Generating a basic but comprehensive list of accounts - for example, simple static data - would be a start. Without this, banks cannot hope to manage exposure effectively. Lists of accounts enable a bank to manage very specific reporting requirements, from which they can manage most situations. There are also a few things to think about with regard to all providers, including custodians. Are they transparently linking underlying costs to what they actually bill for their services?

All custodians will publicly say they do this effectively, but making the connection between the real underlying costs of servicing a specific client and what that client pays is at best opaque. We are talking to several banks who want to make this connection much more visible. Banks are very focused on reciprocity, but assessing profitability with incomplete knowledge of costs is extremely difficult.

How do you perceive the future of correspondent banking in a volatile market?

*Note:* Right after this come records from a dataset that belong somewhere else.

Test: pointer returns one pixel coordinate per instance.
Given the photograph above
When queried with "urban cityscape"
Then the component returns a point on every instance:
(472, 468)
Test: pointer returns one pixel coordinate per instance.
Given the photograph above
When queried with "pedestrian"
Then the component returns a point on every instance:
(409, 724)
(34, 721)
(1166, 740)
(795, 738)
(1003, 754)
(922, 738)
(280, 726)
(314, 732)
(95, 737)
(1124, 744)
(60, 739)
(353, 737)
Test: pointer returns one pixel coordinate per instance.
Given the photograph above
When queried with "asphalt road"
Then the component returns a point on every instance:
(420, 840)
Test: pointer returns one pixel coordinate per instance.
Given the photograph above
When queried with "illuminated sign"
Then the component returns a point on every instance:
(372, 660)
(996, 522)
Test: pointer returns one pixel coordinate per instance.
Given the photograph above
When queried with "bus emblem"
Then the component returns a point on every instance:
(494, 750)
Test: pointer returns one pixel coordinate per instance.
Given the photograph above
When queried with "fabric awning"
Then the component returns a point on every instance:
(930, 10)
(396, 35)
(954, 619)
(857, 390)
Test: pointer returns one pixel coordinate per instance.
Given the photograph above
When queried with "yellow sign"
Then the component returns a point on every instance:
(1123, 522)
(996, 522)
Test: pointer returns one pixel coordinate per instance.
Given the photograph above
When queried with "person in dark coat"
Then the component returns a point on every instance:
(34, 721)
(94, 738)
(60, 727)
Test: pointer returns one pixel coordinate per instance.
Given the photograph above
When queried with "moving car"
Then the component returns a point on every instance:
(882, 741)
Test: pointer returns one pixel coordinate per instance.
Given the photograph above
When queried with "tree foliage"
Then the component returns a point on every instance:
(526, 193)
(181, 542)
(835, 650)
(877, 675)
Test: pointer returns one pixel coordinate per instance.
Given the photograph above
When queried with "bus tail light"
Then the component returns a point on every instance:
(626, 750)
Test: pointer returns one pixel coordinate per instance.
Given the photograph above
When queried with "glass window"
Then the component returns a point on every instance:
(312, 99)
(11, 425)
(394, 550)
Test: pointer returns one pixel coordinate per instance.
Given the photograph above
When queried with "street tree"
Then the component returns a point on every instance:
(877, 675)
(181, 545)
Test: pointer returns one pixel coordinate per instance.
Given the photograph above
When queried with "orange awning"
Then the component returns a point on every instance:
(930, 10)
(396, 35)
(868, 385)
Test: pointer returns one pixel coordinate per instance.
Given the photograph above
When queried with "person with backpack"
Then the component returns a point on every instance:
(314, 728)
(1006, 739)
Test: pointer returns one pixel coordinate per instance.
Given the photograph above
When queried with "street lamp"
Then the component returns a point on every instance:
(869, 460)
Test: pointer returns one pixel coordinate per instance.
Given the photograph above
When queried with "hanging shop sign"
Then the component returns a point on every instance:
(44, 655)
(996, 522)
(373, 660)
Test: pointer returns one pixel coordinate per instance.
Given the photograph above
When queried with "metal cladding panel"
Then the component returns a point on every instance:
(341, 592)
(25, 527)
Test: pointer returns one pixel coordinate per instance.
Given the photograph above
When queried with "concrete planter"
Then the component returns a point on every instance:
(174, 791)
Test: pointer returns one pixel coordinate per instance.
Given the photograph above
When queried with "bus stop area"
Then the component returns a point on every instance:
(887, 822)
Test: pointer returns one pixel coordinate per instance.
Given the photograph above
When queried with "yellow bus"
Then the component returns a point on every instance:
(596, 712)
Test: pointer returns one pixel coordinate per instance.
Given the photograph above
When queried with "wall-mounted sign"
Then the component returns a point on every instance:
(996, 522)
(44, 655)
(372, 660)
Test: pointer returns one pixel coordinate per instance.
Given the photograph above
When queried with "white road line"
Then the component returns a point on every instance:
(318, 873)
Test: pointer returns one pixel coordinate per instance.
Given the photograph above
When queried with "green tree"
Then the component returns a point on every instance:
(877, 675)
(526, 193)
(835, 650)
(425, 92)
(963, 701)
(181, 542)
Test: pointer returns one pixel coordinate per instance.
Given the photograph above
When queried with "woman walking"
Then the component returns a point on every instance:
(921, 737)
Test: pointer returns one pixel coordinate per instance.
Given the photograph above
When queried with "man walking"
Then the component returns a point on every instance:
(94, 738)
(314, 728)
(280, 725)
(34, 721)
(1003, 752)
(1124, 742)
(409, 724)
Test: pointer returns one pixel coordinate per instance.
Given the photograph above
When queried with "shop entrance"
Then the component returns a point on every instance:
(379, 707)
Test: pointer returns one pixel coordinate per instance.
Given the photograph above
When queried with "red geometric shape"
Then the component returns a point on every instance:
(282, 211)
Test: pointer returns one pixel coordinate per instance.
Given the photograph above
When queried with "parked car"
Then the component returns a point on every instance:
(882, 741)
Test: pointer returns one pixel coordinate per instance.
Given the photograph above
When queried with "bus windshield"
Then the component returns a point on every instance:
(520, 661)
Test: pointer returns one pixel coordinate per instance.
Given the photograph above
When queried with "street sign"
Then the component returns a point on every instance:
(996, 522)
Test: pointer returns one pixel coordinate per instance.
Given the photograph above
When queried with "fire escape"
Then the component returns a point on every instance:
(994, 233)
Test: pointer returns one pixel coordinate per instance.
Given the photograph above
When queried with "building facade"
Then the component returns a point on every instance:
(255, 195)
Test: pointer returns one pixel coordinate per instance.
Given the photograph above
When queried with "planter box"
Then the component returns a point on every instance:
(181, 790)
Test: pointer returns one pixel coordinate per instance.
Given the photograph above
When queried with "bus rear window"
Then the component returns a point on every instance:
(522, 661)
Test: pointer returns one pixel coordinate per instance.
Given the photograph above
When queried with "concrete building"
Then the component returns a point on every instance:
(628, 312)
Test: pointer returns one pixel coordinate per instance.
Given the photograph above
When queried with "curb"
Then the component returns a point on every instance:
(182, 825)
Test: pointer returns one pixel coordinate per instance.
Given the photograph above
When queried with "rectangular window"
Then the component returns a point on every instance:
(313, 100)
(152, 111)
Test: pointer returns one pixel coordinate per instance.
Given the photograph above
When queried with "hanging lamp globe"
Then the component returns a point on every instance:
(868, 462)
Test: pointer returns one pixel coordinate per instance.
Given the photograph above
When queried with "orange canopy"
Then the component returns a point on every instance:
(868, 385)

The importance of sound correspondent banking operations has never been higher. Prior to the financial crisis, volumes and complexity were rising and the emphasis was on the top line. Post-crisis, institutions have responded in different ways. Some banks have focused on rationalisation of networks and reduction in supplier numbers. Some have been obliged to enter more exotic markets to service both internal and external client demands.

This all requires additional management effort; volumes are starting to rise again, market numbers are expanding and products are getting more and more sophisticated. The search for growth has made entry into more exotic markets a necessity, and with it comes greater risk. Significant elements of these risks are better handled by systems and technology, not manual processing.

Do you advocate replacing current market practice - manual processing, labour intensive administration and archaic systems - with improved technology?

Yes, it is very simple: for the annual cost of one FTE, a bank can get three to five times that capacity using a single platform such as MYRIAD. Banks can then move from an administrative focus to one of added value. We find that banks can readily transition from multiple, isolated tools on to an integrated solution in a relatively short period of time. From a regulatory standpoint, simply being able to pull a report instantaneously showing lists of accounts and implicit exposure would be a major step forward.

Simon Shepherd is CEO of MYRIAD Group Technologies.